The novel is about a young woman, Szandi, who is raised by her father in a vineyard in Hungary after her mother abandons her. Szandi is an articulate, EMO-teen, who uses the internet, music and art to explore her feelings and find a support network that she cannot find in her loving but emotionally distant father. In this way she perhaps embodies a generation of youth who have found solace and support online rather than at home.
She witnesses a tragic event during the 2006 riots in Bucharest and spends the rest of the novel trying to understand and express her feelings – to her father, her long lost mother, a mysterious stranger called Peter and eventually an equally mysterious art teacher, Yang.
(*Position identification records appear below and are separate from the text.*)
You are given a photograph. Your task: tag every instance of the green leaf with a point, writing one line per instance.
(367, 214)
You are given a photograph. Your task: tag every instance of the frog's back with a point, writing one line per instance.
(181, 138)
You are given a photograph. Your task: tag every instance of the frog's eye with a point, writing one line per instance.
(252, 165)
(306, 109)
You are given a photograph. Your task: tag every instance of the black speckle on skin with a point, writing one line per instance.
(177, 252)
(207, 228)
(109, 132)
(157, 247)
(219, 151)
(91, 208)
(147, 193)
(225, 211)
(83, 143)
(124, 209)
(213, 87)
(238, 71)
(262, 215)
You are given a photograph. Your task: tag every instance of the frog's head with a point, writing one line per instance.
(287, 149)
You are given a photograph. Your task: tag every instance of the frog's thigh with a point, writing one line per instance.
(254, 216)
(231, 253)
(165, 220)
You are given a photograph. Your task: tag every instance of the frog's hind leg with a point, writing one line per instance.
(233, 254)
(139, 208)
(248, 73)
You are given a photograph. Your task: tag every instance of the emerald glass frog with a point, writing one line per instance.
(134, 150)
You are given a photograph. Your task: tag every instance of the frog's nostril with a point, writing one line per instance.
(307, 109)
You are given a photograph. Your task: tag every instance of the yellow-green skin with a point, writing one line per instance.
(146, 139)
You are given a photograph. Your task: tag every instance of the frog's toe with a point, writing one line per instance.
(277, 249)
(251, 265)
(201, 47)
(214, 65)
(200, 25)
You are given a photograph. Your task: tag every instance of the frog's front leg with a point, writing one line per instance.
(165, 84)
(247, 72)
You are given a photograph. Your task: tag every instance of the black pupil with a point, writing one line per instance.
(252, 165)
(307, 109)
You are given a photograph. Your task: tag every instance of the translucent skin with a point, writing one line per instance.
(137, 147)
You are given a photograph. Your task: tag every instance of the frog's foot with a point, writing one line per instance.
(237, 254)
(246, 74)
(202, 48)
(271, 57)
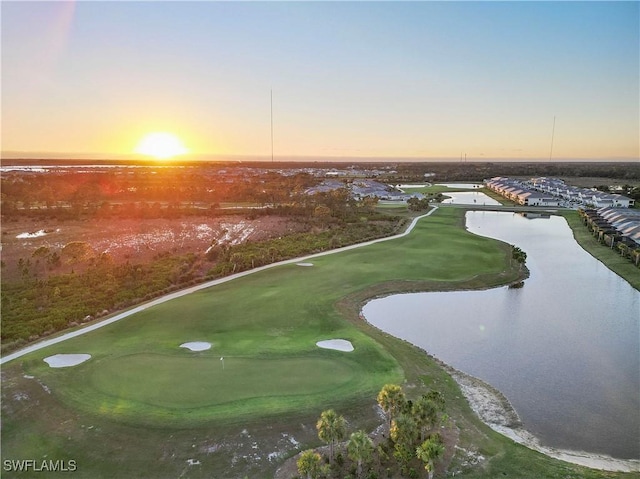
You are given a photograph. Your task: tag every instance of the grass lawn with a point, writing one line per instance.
(144, 407)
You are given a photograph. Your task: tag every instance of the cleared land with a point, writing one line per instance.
(144, 407)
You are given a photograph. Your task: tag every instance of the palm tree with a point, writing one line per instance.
(331, 429)
(391, 398)
(425, 413)
(404, 433)
(429, 452)
(360, 448)
(309, 464)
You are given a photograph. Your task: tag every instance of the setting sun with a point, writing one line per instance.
(161, 145)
There is plenty in this book to intrigue us and draw us in to her search – Mr Holloway is careful to introduce mysteries to keep us hooked. What happened to Szandi’s mother and how will they get on when they are reunited? Who is sending her excerpts ripped from her deceased love’s diaries?
These practical conundrums prevent the novel being just about how this particular teenager is feeling. Indeed the novel is most effective when there is just such dramatic tension. Other parts of the book feel overwritten – like “the finest hairs on my skin were so sensitive to the breath of the air that I needed the layer of fabric to act as a damper between them and the night” which I think means “I was cold”.
It is to Mr Holloway’s credit and testament to his versatility that he successfully narrates in various ways to progress and enrich the story – through diary entries, the use of present and past tenses, telephone conversations and the internet (I was, however, a little suspicious of the extremely well-written, grammatically impeccable blog entries...).
I did find the time structure of the novel a little bit confusing – the flashbacks, the flashbacks within flashbacks and so on - and the incessantly confessional tone of the piece can be wearing. There is plenty of weeping to be done in its pages; indeed this sometimes seems the default way of ending a scene or dramatic moment.
It is a testament to Mr Holloway’s skill as a writer of drama that he keeps us intrigued in the novel’s progress rather than put off by the maundering angst sometimes on display.